Over the next two weeks, the Savannah Bicycle Campaign and the Coastal Region Metropolitan Planning Organization conduct pedestrian and bicycle counts at locations in Savannah and elsewhere in Chatham County. The data gathered is critically important. We need volunteers to help gather this crucial information.
Jane Love, a transportation planner at the CORE MPO, said the information collected by citizen volunteers is used for a variety of purposes, including “before and after” comparisons that can identify changes in traffic patterns resulting from infrastructure improvements such as new sidewalks or bike lanes.
For example, Love said past counts revealed bike traffic on Price and Habersham streets suggest the Price Street Bike Lane “attracts some southbound trips off of Habersham Street but also attracts some new trips that weren’t captured previously in the selected count locations.”

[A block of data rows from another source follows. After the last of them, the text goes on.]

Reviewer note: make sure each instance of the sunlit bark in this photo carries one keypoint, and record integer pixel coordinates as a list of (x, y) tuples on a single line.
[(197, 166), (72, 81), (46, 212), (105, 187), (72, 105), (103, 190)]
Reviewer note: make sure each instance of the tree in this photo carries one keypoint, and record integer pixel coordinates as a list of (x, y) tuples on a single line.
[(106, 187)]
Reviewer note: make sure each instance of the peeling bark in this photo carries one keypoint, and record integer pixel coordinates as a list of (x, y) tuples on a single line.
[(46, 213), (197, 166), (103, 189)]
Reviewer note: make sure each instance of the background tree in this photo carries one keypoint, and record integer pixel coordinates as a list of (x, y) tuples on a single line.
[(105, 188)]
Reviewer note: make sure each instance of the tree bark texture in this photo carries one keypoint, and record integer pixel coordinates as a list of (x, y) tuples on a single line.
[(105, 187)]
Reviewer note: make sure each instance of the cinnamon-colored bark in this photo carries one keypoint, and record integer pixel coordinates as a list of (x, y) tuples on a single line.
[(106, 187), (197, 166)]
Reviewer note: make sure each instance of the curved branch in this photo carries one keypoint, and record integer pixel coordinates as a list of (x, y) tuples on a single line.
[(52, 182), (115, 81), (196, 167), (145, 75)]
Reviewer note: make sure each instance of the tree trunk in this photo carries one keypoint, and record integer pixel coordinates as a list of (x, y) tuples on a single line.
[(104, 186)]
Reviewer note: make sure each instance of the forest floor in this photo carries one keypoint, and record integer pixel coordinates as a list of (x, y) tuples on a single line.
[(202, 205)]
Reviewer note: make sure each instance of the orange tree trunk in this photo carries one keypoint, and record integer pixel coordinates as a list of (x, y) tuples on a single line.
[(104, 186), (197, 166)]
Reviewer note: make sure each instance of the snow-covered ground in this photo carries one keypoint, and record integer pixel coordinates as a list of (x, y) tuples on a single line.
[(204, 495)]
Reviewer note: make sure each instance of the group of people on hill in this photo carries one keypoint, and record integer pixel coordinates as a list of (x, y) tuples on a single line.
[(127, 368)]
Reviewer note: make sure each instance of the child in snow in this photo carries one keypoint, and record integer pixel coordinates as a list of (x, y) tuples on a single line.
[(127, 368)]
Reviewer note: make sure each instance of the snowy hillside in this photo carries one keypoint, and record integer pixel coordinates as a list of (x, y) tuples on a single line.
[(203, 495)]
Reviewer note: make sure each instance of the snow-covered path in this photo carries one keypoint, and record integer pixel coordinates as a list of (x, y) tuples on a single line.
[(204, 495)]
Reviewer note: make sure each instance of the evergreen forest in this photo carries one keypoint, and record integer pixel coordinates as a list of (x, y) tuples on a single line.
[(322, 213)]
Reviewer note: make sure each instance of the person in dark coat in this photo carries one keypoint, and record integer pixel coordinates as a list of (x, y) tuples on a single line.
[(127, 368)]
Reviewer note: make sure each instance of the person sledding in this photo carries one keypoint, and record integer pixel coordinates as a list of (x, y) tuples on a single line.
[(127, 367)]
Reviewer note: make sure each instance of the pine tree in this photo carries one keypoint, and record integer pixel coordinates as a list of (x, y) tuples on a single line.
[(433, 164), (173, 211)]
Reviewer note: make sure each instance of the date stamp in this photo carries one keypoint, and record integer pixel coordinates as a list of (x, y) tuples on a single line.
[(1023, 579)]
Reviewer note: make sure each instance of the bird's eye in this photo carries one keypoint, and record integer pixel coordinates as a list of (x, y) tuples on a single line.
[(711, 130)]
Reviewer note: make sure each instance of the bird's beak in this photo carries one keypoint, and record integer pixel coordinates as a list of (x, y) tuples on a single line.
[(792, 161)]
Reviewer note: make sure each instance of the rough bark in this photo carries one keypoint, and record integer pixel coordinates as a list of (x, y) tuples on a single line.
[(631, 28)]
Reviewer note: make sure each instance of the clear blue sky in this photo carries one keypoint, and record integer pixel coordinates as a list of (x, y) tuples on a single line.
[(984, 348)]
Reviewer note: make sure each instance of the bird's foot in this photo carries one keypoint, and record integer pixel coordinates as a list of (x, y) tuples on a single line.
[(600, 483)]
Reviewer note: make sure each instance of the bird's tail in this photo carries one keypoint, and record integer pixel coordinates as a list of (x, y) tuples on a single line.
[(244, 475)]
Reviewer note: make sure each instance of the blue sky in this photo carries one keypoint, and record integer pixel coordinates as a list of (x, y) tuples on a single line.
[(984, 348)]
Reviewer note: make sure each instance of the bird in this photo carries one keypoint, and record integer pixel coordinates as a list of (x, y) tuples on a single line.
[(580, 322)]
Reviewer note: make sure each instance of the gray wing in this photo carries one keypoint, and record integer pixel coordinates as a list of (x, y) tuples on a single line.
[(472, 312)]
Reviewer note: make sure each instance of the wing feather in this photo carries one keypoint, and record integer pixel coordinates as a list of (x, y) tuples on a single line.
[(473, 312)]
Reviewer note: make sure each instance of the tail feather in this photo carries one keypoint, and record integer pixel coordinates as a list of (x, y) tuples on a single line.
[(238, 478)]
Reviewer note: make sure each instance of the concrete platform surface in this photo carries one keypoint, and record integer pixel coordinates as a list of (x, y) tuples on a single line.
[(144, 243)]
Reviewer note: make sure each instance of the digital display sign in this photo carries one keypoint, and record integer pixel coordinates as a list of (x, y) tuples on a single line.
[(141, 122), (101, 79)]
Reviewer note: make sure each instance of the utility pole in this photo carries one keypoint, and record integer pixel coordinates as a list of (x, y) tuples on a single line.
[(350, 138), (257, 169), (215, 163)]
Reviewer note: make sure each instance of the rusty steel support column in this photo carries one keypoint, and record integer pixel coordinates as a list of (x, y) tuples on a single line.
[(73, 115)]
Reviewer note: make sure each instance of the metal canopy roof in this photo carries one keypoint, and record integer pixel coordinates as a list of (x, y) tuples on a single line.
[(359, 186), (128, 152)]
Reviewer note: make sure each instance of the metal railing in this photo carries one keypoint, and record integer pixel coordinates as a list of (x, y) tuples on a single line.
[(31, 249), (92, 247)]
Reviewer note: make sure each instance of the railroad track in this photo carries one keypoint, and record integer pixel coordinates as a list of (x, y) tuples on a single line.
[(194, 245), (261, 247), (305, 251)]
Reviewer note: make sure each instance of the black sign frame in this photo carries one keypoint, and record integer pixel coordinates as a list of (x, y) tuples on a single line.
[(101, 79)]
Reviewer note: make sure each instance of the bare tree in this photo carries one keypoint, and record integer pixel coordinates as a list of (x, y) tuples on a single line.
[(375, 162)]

Conducting counts can also reveal the presence of people on bikes and on foot in places where some may presume they are not likely to be, Love said. When new infrastructure is proposed, sometimes residents question the need by claiming they never see people walking or riding bikes, and don’t dare to do so themselves. Because of this tendency to underestimate bicycle and pedestrian trips “that are in fact occurring in spite of bad conditions,” Love said, data is helpful in ensuring that “decisions are not based on conjecture.”
The information gathered during the counts is also used beyond Savannah, through an effort called the National Bicycle and Pedestrian Documentation Project.